Leitsatz des Gerichts

  1. Die Beantwortung der Frage, ob eine von einem unbefahrbaren Wohnweg abzweigende unbefahrbare Verkehrsanlage mit einer - in Nordrhein-Westfalen - nicht weiter als 50 m von der nächsten befahrbaren Straße entfernten Teilstrecke Bestandteile des Wohnwegs ist, richtet sich - ausgehend von einer natürlichen Betrachtungsweise - nach dem durch die tatsächlichen Gegebenheiten geprägten Erscheinungsbild.

  2. Gegen die von § 242 IV 1 BauGB angeordnete Rückwirkung bestehen keine durchgreifenden verfassungsrechtlichen Bedenken.

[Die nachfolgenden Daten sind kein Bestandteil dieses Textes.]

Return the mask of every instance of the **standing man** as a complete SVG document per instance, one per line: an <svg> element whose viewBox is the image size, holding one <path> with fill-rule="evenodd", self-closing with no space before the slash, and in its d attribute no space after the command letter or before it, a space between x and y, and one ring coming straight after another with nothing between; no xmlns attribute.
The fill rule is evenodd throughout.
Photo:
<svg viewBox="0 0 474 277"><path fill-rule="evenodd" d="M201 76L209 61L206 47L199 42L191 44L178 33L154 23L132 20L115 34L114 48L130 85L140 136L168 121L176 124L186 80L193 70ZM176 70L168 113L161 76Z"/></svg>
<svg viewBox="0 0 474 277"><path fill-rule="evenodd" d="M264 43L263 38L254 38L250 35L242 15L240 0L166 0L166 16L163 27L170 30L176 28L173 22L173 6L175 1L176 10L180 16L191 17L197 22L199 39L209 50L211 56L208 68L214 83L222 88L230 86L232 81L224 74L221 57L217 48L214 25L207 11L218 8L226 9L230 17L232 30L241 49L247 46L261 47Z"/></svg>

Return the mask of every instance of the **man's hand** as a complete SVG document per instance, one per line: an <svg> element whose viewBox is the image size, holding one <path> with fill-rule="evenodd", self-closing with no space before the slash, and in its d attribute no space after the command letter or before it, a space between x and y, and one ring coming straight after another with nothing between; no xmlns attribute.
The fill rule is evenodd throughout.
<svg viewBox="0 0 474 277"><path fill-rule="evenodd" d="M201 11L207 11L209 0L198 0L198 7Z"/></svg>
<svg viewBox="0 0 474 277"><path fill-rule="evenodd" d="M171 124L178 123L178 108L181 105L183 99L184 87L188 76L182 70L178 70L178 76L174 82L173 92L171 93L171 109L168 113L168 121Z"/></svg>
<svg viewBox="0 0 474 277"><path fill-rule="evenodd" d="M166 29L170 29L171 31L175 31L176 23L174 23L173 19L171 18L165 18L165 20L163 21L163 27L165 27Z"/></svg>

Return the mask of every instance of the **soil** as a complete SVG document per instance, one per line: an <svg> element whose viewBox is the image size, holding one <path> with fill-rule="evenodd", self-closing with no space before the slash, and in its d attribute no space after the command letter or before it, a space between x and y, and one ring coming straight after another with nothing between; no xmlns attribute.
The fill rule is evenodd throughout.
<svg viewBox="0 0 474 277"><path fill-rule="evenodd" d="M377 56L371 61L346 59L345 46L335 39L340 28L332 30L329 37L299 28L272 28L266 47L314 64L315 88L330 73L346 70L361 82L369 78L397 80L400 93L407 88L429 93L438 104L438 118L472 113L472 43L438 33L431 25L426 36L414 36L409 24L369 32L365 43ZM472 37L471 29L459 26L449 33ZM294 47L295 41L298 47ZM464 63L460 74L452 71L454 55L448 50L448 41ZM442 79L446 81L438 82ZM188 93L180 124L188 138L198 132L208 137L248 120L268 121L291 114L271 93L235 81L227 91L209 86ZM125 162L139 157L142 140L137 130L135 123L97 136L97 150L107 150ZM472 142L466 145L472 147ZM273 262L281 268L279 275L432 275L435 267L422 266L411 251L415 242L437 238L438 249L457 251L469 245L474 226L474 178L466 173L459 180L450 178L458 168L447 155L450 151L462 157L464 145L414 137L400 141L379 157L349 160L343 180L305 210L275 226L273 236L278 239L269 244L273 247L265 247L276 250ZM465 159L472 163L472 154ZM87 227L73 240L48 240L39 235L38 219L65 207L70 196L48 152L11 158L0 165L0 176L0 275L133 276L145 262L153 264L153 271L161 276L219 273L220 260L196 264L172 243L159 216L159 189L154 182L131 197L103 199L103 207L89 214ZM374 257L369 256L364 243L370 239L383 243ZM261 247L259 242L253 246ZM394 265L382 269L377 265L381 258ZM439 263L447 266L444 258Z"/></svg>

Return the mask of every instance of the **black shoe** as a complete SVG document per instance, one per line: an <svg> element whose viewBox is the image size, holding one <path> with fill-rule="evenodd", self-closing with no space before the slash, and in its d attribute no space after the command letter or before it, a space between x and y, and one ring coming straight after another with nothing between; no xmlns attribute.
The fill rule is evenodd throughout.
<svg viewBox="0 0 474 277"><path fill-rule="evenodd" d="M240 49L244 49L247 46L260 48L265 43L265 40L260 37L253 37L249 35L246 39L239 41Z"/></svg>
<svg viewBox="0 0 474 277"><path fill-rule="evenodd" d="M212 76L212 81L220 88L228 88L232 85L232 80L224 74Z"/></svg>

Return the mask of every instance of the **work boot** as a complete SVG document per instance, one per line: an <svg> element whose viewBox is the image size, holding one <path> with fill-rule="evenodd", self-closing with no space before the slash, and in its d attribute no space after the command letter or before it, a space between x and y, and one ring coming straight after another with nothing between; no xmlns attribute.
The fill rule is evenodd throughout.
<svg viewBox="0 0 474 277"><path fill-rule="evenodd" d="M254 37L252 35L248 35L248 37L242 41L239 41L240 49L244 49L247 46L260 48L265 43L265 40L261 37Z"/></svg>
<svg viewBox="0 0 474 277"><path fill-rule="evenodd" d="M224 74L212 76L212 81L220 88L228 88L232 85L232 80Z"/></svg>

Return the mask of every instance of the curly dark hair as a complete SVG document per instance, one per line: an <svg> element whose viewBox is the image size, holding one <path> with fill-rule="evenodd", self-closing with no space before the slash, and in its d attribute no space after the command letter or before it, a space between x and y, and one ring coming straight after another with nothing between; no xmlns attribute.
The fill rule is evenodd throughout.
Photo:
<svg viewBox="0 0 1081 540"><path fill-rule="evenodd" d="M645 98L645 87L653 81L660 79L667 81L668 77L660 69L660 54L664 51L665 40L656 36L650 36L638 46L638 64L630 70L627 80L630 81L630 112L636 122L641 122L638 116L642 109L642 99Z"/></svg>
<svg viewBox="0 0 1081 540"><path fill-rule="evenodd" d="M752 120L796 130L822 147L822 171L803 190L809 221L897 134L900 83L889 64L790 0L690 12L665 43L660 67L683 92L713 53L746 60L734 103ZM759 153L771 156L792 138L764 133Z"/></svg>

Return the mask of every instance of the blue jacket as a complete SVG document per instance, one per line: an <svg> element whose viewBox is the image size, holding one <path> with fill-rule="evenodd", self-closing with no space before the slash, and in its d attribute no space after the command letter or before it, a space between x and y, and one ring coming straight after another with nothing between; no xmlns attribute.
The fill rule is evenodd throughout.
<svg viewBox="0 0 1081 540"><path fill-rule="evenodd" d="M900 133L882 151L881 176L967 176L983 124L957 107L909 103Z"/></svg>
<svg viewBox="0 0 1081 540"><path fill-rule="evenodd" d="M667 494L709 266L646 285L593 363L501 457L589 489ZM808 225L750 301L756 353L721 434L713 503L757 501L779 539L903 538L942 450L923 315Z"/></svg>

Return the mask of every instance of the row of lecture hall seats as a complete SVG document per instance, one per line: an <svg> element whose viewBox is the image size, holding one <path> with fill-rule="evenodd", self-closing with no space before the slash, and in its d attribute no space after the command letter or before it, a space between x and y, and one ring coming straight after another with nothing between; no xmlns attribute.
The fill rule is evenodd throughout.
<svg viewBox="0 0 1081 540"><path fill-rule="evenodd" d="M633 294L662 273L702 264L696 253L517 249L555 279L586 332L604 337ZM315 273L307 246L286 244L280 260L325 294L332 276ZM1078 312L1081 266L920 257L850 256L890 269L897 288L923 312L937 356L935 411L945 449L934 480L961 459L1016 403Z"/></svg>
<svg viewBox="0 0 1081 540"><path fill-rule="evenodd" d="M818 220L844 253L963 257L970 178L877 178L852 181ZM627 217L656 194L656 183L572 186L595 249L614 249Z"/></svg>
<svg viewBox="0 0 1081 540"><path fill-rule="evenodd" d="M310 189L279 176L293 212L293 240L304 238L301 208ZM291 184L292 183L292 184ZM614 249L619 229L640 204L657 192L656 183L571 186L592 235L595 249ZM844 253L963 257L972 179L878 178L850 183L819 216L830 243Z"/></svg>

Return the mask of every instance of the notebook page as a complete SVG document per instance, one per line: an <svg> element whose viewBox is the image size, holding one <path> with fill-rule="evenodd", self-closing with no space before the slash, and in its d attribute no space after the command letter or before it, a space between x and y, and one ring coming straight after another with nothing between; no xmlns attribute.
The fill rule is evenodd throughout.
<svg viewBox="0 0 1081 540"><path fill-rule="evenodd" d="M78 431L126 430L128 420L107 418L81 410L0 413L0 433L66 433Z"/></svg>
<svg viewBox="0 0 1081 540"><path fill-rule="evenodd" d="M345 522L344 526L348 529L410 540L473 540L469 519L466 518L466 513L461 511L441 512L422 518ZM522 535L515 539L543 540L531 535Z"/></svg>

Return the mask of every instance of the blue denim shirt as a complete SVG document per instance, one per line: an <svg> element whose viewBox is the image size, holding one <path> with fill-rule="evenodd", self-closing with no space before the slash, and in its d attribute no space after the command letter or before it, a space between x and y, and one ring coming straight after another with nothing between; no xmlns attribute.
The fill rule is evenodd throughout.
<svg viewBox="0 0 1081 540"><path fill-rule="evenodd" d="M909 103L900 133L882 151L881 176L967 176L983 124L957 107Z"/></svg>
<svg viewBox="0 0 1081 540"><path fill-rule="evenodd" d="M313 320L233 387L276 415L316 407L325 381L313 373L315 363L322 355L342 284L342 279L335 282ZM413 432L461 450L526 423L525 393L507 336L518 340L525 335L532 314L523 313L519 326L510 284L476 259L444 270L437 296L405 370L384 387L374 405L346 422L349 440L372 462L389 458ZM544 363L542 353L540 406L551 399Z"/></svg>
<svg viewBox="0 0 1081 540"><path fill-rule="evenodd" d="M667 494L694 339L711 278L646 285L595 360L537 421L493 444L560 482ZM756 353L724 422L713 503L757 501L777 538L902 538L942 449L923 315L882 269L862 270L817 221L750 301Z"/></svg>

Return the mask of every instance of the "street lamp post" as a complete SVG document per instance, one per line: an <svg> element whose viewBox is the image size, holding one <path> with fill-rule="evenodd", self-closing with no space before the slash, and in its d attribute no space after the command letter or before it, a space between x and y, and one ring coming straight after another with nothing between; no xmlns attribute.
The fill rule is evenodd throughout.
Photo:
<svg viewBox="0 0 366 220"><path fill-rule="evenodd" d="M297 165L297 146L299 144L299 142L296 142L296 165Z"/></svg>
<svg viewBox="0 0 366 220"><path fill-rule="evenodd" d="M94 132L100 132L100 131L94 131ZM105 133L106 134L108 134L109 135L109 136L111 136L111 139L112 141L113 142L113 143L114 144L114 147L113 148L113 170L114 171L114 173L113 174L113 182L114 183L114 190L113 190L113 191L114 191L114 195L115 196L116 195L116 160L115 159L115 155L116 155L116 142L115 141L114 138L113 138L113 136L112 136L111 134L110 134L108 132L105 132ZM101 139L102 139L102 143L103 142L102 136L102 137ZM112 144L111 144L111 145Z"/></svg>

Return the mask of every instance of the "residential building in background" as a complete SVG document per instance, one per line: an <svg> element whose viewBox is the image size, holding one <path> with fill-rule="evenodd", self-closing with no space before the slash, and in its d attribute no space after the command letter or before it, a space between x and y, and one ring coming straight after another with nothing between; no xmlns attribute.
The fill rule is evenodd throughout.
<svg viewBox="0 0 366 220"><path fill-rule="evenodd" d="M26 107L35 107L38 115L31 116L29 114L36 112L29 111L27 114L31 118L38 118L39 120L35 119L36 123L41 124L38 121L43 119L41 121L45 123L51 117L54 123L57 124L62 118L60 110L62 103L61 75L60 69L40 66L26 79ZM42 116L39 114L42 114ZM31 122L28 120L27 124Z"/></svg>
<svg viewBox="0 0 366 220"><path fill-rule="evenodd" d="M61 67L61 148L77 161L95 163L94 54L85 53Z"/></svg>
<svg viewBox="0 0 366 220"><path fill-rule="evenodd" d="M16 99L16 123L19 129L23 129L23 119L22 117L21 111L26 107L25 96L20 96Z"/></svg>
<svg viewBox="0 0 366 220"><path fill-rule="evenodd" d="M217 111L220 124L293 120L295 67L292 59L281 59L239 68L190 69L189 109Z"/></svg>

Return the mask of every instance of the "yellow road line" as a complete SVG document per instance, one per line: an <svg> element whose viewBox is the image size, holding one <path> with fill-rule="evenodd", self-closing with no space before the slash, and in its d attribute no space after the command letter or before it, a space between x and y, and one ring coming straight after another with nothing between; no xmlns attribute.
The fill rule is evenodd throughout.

  3. Ein Grundstück, das an eine Anbaustraße und einen diese Anbaustraße mit einer weiteren Anbaustraße verbindenden unbefahrbaren Wohnweg grenzt, wird durch diesen Wohnweg i.S. des § 131 I 1 BauGB erschlossen, sofern das Bebauungsrecht eine Erreichbarkeit in Form einer nur fußläufigen Zugänglichkeit für die Bebaubarkeit des Grundstücks ausreichen läßt.

Tatbestand

Zum Sachverhalt:

Der Kl. wendet sich gegen seine Heranziehung zu einem Erschließungsbeitrag. Er ist Eigentümer des im Geltungsbereich des Bebauungsplans Nr. 106 - Teilabschnitt X - gelegenen Grundstücks Flst. 592, das mit einem eingeschossigen Wohnhaus bebaut ist. Das Grundstück grenzt im Norden an den befahrbaren H.-Weg und im Osten an einen als Fußweg gewidmeten Weg auf dem Flst. 154, der zwischen dem H.-Weg und der etwa 60 m weiter südlich parallel verlaufenden Straße B.-Heide liegt. Etwa 95 m weiter östlich befinden sich - auch auf dem Flst. 154 - ein weiterer ausschließlich dem Fußgängerverkehr gewidmeter Weg zwischen den beiden genannten Straßen. Diese beiden Fußwege werden ihrerseits durch einen parallel zum H.-Weg und zur B.-Heide verlaufenden, ebenfalls als Fußweg gewidmeten Weg auf dem Flst. 154 verbunden. Dieser Verbindungsweg ist nördlich seiner Einmündung in den westlichen der beiden (zwischen dem H.-Weg und der Straße B.-Heide verlaufenden) Fußwege zu einem etwa 20 x 20 m großen Platz ausgeweitet. Hier stehen in jeweils 1 qm großen Pflanzbeeten neun Bäume. Die drei auf dem Flst. 154 angelegten Fußwege wurden bis zum Jahre 1975 endgültig hergestellt. Der Bekl. behandelte sie insgesamt als einen Wohnweg i.S. des § 127 II Nr. 2 BauGB und zog den Kl. durch Bescheid vom 24. 10. 1991 zu einem Erschließungsbeitrag von 6612,20 DM heran. Die nach erfolglosem Widerspruchsverfahren erhobene Klage hat das VG abgewiesen. Die Revision des Kl. führte zur Aufhebung und Zurückverweisung.

Entscheidungsgründe

Aus den Gründen:

1. Das VG geht davon aus, bei den beiden zwischen den Straßen H.-Weg im Norden und B.-Heide im Süden verlaufenden, ca. 60 m langen öffentlichen Wegen handele es sich ebenso wie bei dem zwischen diesen beiden Wegen liegenden, ca. 95 m langen öffentlichen Verbindungsweg um rechtlich - infolge ihrer eingeschränkten Widmung für den Fußgängerverkehr - nicht mit Kraftfahrzeugen befahrbare Verkehrsanlagen. Das ist bundesrechtlich nicht zu beanstanden. Dagegen ist die weitere Annahme des VG nicht mit Bundesrecht vereinbar, der westliche der beiden zwischen den Straßen H.-Weg und B.-Heide verlaufenden Wege - im folgenden Weg A genannt - sei zusammen mit dem westlichen bis zu einer Tiefe von 50 m von einer dieser Straße entfernten Abschnitt des Verbindungswegs als ein Wohnweg i.S. des § 127 II Nr. 2 BauGB zu qualifizieren.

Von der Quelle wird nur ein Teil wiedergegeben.